硅谷银行虽然只是一家中等规模的商业银行,但具有极其鲜明的经营风格。它主要服务于科技领域的风险投资,主要存款来自受到风险投资支持的早期科技创新企业,并与后者构成了一定程度的生态共生关系。硅谷银行将传统的单一信贷服务模式,升级为“股权投资+信贷”的投贷联动模式。硅谷银行针对投资机构所投资企业进行客户拓展,实行“地缘获客”与“跟随发展”模式,将网点设置在投资机构密集区域,以便为后者提供及时服务。
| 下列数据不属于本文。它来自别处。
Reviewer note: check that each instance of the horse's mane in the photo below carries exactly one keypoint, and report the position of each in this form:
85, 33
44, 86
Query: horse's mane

此外,硅谷银行还通过其子公司硅谷资本,广泛投资业内知名投资机构旗下的风险投资基金,由此接触到大量优秀企业与创业者。
截至2022年底,硅谷银行总资产约为2090亿美元,其中超过1100亿美元投资于美国国债与机构债,贷款占比仅为30%。根据公开资料,在硅谷银行的债券资产中,仅有270亿美元的债券是以市场价值计价的,高达900亿美元的债券是以持有到期方式计价的。其负债方主要为美国科技创新企业的存款。换言之,在负债方的短期存款与资产方的长期债券之间,存在严重的期限错配。
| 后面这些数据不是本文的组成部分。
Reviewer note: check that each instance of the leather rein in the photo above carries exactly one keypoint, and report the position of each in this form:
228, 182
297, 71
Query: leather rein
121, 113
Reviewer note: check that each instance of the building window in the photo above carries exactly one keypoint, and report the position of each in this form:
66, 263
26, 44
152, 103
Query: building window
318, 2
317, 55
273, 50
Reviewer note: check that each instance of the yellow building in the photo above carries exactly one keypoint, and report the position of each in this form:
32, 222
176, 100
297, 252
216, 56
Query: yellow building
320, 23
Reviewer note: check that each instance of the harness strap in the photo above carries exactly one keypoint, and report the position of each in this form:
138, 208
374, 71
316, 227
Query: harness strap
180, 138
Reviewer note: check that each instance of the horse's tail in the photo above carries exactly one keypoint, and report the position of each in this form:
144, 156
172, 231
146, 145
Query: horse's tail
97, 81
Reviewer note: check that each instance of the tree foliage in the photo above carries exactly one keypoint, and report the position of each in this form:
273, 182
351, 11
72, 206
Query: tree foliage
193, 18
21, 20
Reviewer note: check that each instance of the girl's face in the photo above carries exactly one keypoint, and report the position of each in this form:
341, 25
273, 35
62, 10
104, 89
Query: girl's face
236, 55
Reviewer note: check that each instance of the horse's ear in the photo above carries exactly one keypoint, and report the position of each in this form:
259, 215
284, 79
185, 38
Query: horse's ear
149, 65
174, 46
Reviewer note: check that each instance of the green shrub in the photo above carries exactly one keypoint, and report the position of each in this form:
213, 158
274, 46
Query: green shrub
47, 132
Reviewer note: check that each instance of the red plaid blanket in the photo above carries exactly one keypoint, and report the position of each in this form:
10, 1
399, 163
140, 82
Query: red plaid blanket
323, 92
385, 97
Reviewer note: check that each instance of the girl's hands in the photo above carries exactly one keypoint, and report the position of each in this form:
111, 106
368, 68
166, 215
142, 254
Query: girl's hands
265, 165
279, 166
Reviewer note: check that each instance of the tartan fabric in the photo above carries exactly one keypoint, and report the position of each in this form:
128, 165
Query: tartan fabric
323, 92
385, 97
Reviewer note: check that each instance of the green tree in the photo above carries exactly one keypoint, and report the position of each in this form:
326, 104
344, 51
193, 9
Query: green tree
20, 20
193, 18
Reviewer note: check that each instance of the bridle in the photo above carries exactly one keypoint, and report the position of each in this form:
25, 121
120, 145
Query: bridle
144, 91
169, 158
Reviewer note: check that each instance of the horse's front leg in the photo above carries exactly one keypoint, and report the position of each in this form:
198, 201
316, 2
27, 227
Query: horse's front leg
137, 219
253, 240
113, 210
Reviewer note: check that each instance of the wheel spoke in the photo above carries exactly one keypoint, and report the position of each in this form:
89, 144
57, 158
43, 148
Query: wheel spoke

硅谷银行破产倒闭的根本原因在于,随着美联储从2022年3月起开启新一轮加息缩表周期,美国长期利率快速攀升,导致硅谷银行持有的美国国债与机构债出现巨大的账面损失。不过,由于硅谷银行主要采用持有到期方式来为债券计价,如非必要,硅谷银行本来可以不披露上述损失的。
硅谷银行破产的直接原因在于特定冲击造成储户大量提取存款,导致该行不得不出售所投资债券来进行应对。一旦硅谷银行开始出售债券,它就不得不披露这些债券发生的账面损失,由此引发储户的恐慌情绪,最终造成恐慌性挤兑。
首先,随着美国货币政策的收紧以及移动互联网融资周期的下行,美国风险投资资金的新投资规模明显下降,导致科技创新企业不得不开始消耗自有资金,这导致硅谷银行负债方(科创企业存款)迅速收缩。
其次,为了应对负债方的收缩,硅谷银行不得不大规模出售资产方持有的美国国债与MBS。而一旦硅谷银行选择出售这些债券,原本不必披露市场价值亏损的债券就会暴露出真实损失。相关数据显示,硅谷银行在破产倒闭之前出售了210亿美元债券,其中就发生了18亿美元的交易损失,亏损率高达8.6%。
再次,硅谷银行披露的交易损失让其储户产生了不好的联想。后者担心,硅谷银行持有的大量债券投资均遭遇严重账面亏损,如果不尽快把存款提取出来,存款就可能不能足额取出。因此,大量储户集中到硅谷银行提现,这就产生了经典的银行挤兑(Bank Run)现象。例如,仅在硅谷银行破产倒闭前一天,储户就从该行提取了约420亿美元存款。而一旦大规模银行挤兑现象发生,硅谷银行破产倒闭就难以避免。
仅在硅谷银行宣布破产三天之后,2023年3月12日,美国财政部、美联储与FDIC就发布联合声明,承诺设立一个由财政部提供资金的新贷款计划,确保硅谷银行储户能够支取所有资金,这意味着美国政府超出了单户25万美元的存款保险限制,承诺保障硅谷银行储户所有存款的资金安全。不过,为避免出现道德风险,该计划不保障硅谷银行股东与债权人利益。美国政府如此及时地宣布对硅谷银行进行救助,主要源自两方面原因。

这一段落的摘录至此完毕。